Certains de ces récits, qui dépeignent une réalité bien concrète et indéniable, sont empreints d’une certaine part de fantastique. Loin d’offrir une porte de sortie à cette réalité insoutenable, elle accentue la puissance du récit.

« Chienne de vie »

La musique est au cœur de ces histoires. Pour ne citer que ça, deux nouvelles sont directement inspirées de chansons : On ne peut compter que sur Dieu , Chienne de vie  de Tren Lokote et La China dans « Dans la montagne et dans la ville » de Javier Rosas.

Elle jalonne la vie de ces personnages, que l’on suit au rythme de la lecture, dansant la cumbia ou le reggaeton.

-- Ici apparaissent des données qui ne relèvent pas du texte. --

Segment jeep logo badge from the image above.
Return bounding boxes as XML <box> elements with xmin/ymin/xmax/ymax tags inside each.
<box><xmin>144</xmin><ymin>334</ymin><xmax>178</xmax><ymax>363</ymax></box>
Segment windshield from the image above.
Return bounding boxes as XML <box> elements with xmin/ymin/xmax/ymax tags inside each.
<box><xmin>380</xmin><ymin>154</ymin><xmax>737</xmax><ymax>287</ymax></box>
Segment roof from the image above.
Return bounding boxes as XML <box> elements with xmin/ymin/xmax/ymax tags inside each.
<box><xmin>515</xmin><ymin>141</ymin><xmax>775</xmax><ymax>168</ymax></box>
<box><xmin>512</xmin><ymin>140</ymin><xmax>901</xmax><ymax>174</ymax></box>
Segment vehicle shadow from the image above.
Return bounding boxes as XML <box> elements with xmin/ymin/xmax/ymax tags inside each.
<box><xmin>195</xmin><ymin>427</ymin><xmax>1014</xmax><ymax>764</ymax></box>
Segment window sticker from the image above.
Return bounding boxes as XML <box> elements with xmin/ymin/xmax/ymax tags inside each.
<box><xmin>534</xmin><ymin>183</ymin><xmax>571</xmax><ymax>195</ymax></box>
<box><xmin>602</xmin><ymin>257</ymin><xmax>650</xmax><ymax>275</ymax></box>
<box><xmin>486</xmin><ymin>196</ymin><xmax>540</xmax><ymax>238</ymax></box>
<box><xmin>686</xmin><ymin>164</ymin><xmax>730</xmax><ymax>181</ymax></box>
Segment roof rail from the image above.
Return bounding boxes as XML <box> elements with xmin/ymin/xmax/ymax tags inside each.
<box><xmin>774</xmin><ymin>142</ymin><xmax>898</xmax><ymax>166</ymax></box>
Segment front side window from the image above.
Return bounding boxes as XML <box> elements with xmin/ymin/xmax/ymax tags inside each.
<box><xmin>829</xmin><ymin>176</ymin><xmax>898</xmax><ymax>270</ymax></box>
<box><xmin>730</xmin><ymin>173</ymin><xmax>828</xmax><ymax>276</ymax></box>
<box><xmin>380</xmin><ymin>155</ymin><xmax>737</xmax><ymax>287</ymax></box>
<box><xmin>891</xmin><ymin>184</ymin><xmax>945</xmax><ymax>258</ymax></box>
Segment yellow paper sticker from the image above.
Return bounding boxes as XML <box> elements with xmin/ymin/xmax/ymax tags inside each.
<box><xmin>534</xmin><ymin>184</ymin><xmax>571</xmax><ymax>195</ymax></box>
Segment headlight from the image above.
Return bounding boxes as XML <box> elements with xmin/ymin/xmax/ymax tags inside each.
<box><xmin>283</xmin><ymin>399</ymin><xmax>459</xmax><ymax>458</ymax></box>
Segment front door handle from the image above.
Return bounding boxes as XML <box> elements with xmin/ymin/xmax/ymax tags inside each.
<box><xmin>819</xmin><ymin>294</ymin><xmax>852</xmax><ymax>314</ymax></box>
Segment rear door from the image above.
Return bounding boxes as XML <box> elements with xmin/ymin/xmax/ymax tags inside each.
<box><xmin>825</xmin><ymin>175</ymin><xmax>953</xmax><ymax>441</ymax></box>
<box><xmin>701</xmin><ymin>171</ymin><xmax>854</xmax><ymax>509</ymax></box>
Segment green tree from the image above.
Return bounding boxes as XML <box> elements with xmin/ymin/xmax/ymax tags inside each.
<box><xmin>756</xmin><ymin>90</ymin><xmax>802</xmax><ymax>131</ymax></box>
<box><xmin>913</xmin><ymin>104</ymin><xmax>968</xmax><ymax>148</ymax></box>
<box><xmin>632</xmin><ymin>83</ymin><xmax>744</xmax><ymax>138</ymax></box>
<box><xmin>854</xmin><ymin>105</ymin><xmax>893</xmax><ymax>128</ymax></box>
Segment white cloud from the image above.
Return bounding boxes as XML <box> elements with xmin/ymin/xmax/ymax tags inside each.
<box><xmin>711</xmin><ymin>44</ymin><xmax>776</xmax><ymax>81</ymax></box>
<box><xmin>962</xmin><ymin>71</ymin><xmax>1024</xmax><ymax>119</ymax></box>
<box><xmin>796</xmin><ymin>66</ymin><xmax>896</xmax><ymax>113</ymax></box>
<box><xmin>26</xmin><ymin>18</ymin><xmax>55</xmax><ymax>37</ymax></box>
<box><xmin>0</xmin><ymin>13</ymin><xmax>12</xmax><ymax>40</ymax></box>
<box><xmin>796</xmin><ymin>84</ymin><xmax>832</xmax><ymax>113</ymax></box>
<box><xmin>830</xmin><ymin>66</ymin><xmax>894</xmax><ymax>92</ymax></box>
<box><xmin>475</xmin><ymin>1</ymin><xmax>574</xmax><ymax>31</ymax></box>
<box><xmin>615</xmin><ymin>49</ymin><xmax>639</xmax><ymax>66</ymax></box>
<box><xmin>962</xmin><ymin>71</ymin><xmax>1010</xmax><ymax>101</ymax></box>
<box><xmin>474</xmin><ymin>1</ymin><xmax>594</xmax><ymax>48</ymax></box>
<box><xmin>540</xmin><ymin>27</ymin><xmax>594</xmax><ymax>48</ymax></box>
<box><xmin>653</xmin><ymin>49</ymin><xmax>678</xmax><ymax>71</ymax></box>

Autre aspect musical, le texte est empreint d’une grande oralité, insufflant un rythme de lecture. Surtout, c’est cette oralité qui permet une plongée dans le point de vue de chacune de ces femmes. Dahlia de la Cerda fait entendre des voix de femmes et fait s’incarner ces personnages, grâce à une écriture située. Elle écrit depuis son point de vue de femme mexicaine et depuis sa classe sociale.

« Ce qui est arrivé à Regina n’a aucune justification ni mobile, ça n’a aucun sens. Tu crois pas mon pote ? »

  • Chiennes de garde, Dahlia de la Cerda, traduit par Lise Belperron et publié au Éditions du sous-sol, 1er mars 2024.